The intention of the RTI acceleration design was that, due to the scalability of the solution, 
sufficient acceleration would be provided without any RAS technique.  Due to the versatile 
configuration of the RTI design, the acceleration unit can however work both with and without a 
RAS technique, with elimination of the RAS build and traversal being an obvious advantage of the 
latter approach.  The RTI acceleration hardware is a scalar unit, working with one ray at a time, 
performing all RTI calculations for this ray in parallel, and doing so as quickly as possible.  This 
makes it ideal for use in photon mapping where rays are often serially dependant.  The processing 
efficiency of the design is not dependant on ray coherence, unlike many existing proposals.   
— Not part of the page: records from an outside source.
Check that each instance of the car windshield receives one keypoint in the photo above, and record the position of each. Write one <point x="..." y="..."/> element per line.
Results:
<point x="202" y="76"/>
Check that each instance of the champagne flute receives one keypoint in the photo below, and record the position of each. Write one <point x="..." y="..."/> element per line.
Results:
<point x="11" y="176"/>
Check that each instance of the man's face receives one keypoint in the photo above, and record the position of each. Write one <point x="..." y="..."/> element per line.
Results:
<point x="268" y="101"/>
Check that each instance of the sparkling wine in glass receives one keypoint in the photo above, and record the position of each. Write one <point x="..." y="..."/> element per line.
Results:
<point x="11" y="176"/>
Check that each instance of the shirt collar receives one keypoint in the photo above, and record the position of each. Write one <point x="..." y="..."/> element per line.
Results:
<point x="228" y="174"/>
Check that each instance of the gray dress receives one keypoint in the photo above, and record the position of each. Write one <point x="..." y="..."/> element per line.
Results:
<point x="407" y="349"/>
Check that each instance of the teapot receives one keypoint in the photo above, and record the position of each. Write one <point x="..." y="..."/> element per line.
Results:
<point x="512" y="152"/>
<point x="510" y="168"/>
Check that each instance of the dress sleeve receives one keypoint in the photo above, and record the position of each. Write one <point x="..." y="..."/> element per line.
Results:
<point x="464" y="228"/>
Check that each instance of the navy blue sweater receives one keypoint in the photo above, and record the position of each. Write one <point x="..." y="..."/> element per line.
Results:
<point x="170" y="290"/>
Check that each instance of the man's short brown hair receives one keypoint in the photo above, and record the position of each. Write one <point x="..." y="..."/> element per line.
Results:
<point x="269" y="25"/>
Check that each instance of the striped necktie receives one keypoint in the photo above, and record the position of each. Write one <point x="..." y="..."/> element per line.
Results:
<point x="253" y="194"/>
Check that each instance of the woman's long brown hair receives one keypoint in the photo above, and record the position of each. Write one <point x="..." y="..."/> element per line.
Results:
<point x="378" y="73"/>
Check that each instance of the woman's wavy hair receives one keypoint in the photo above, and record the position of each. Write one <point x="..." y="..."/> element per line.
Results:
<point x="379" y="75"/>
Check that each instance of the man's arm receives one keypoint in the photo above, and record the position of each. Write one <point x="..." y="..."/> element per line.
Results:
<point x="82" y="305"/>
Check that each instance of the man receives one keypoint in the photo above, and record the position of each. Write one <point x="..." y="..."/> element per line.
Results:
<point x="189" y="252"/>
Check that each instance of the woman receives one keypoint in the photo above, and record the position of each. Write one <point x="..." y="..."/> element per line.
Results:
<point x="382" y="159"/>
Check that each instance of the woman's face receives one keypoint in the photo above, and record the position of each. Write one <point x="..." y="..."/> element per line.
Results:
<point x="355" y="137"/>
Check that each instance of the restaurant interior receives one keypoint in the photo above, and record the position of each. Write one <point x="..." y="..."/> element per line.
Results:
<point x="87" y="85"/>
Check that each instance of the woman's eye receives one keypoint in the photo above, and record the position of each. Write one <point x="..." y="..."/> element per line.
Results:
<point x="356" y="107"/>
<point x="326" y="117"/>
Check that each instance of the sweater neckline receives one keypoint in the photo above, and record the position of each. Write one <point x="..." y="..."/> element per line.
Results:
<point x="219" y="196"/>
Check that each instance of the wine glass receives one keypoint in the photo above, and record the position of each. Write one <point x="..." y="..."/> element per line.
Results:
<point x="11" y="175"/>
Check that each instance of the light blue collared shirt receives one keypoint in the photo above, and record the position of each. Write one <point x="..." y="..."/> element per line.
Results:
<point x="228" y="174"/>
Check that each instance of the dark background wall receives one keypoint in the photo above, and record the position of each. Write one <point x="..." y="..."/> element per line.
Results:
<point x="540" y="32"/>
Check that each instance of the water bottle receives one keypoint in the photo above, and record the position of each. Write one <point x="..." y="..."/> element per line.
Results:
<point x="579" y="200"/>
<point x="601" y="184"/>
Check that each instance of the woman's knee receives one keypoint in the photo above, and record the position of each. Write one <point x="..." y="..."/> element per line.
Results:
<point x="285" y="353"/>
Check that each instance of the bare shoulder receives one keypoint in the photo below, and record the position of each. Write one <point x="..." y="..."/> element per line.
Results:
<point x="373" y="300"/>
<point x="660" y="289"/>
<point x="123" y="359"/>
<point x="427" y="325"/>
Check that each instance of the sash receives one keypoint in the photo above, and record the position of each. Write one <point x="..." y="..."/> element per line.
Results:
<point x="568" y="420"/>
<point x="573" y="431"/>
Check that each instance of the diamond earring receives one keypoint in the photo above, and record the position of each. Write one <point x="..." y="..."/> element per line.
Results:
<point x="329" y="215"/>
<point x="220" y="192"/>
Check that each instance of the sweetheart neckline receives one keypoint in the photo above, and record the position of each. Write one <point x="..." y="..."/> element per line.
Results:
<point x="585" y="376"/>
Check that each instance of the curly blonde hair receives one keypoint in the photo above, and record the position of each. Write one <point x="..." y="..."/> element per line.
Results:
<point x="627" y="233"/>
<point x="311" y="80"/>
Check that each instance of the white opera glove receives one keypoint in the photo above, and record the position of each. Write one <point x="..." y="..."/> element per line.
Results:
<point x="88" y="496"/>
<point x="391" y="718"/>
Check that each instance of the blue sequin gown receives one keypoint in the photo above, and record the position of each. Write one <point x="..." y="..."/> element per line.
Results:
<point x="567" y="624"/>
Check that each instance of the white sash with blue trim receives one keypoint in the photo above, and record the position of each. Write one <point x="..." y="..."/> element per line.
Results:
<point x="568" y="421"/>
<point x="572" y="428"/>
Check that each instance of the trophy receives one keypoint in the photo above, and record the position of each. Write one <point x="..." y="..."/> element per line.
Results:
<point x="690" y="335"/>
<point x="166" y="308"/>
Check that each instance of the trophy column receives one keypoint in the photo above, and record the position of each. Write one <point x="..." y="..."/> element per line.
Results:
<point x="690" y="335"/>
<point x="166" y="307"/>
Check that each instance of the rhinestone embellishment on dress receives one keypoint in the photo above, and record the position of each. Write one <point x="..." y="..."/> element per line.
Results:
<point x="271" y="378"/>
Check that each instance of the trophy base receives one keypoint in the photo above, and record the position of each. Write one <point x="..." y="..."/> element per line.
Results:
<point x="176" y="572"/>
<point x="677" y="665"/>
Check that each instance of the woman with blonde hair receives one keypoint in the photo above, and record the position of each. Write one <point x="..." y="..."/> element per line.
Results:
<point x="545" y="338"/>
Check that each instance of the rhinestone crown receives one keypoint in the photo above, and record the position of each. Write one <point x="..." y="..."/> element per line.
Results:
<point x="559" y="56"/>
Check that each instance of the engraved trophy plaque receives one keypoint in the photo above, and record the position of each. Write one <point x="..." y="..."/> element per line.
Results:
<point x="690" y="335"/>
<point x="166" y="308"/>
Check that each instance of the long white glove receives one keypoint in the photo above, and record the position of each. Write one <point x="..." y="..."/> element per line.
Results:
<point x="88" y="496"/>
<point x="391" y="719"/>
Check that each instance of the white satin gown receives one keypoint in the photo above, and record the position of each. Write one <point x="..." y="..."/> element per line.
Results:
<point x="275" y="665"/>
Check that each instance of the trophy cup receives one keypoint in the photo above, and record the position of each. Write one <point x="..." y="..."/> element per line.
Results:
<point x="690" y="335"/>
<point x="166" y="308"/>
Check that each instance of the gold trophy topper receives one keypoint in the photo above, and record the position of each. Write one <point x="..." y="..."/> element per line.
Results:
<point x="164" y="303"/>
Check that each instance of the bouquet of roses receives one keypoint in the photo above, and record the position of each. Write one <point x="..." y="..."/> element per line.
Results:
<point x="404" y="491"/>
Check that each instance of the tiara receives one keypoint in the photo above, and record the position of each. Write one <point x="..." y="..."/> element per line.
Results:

FPGA based prototypes have been created based on these designs allowing proof of concept 
testing to take place.  These prototypes allowed several test images to be rendered, proving correct 
operation.  VLSI devices have been designed in VHDL, and simulations and syntheses of these, 
together with subsequent reasoning about their application, have provided statistics allowing 
speedups over equivalent software functions to be calculated.   
In operation, the PS acceleration hardware takes only a description of an AABB search volume as 
input.  After completion of the search, a bit sequence allowing relocation of the found photons in 
host render memory is returned.  We show that a one to two order of magnitude speedup is 
achievable in PS execution time over the equivalent function in a standard software renderer.  The 
scalability of the system allows this improvement to be maintained, to a limit, over software 
counterparts in the presence of ever improving processor performance. 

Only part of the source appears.